Chef's August Recipe

09th August 2016

Lamb Chips with Gooseberry Ketchup 

  • Chef's August Recipe


For the Lamb Chips:

1 whole lamb belly, trimmed and left whole
1 carrot carrot finely chopped
1 bulb of garlic crushed
2 bay leaves
1 stick of celery, finely chopped
1 medium onion, finely chopped
A bunch of parsley, finely chopped
Sherry vinegar
2 pints of chicken stock
Freshly ground black pepper
5g of sea salt
Flour (enough to coat the lamb chips)
4 eggs
Breadcrumbs (again enough to coat the lamb chips)

For the Gooseberry Ketchup:

300g of fresh gooseberries
1 onion, chopped
250g caster sugar
200ml cider vinegar


For the Lamb Chips:

Place the lamb belly in a casserole dish with the onion, garlic, carrot, bay leaf and celery. Cook for roughly 4 hours at 120˚C until tender.

Allow the lamb to cool. If possible, add some weight to the lamb to flatten the belly into a nice even shape.

Once the lamb has cooled, cut into 1 inch, chip shaped pieces

Now we need to coat the chips in breadcrumbs. For this you will need the flour, eggs and breadcrumbs in separate dishes, bowls or plastic ice creams containers will do.

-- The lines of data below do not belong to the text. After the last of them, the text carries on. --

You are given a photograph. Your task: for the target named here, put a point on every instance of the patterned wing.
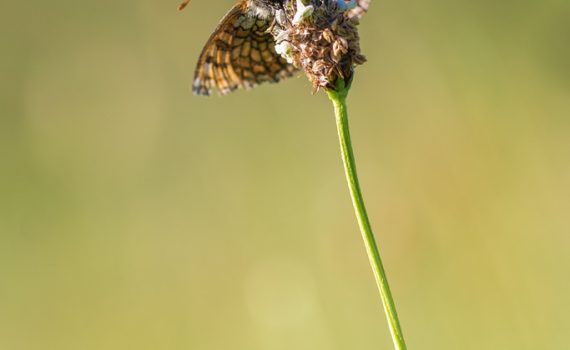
(239, 54)
(360, 9)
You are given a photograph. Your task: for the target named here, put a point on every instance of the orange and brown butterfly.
(240, 53)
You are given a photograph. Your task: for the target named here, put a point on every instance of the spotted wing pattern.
(360, 9)
(239, 54)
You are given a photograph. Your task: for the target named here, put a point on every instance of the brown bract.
(326, 44)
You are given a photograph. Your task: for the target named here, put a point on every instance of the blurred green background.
(134, 215)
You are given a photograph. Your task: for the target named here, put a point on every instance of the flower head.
(321, 37)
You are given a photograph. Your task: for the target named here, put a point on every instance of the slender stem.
(338, 98)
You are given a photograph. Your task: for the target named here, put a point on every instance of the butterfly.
(240, 53)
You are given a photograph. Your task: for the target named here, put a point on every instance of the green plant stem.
(338, 98)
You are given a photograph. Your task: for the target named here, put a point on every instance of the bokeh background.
(134, 215)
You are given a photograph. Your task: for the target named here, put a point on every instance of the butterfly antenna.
(183, 5)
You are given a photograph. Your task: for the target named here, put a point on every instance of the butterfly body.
(240, 53)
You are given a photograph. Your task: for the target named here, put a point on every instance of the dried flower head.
(321, 37)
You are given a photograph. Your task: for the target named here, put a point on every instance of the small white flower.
(285, 50)
(303, 11)
(345, 6)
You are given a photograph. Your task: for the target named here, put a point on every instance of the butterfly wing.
(239, 54)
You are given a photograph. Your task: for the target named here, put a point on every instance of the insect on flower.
(240, 53)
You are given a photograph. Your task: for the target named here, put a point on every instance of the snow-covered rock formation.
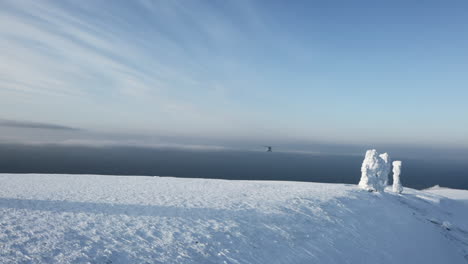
(397, 187)
(374, 171)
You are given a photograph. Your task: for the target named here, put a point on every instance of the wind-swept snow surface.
(124, 219)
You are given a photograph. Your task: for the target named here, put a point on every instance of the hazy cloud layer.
(33, 125)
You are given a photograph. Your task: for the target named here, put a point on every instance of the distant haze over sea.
(220, 164)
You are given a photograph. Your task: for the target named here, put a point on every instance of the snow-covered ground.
(124, 219)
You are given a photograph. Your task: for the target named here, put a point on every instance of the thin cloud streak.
(34, 125)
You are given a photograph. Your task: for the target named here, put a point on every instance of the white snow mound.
(129, 219)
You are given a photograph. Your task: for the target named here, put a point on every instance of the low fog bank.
(220, 164)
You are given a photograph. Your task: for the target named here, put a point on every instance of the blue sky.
(362, 72)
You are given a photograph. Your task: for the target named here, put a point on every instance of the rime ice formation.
(374, 171)
(397, 187)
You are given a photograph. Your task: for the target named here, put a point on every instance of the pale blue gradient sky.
(362, 72)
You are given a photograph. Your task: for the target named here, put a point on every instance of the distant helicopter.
(268, 148)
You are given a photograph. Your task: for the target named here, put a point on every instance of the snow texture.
(374, 171)
(131, 219)
(397, 187)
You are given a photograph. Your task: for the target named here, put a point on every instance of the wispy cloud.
(33, 125)
(171, 61)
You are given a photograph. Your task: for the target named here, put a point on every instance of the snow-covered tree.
(397, 187)
(374, 171)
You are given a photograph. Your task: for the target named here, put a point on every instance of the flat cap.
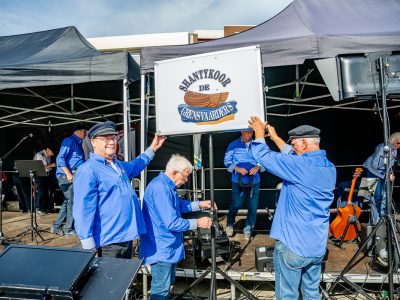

Season the breadcrumbs with salt and pepper. You could even add your own twist to the recipe by sprinkling in some of your favourite spices into the breadcrumbs. Cover the lamb in the flour, then eggs and breadcrumbs.

Place in the fridge until needed, these can be made a few days before hand. 

For the ketchup:

Place all ingredients in a heavy bottomed sauce pan and simmer until thick and jam like. Allow to cool and season with chopped mint if desired.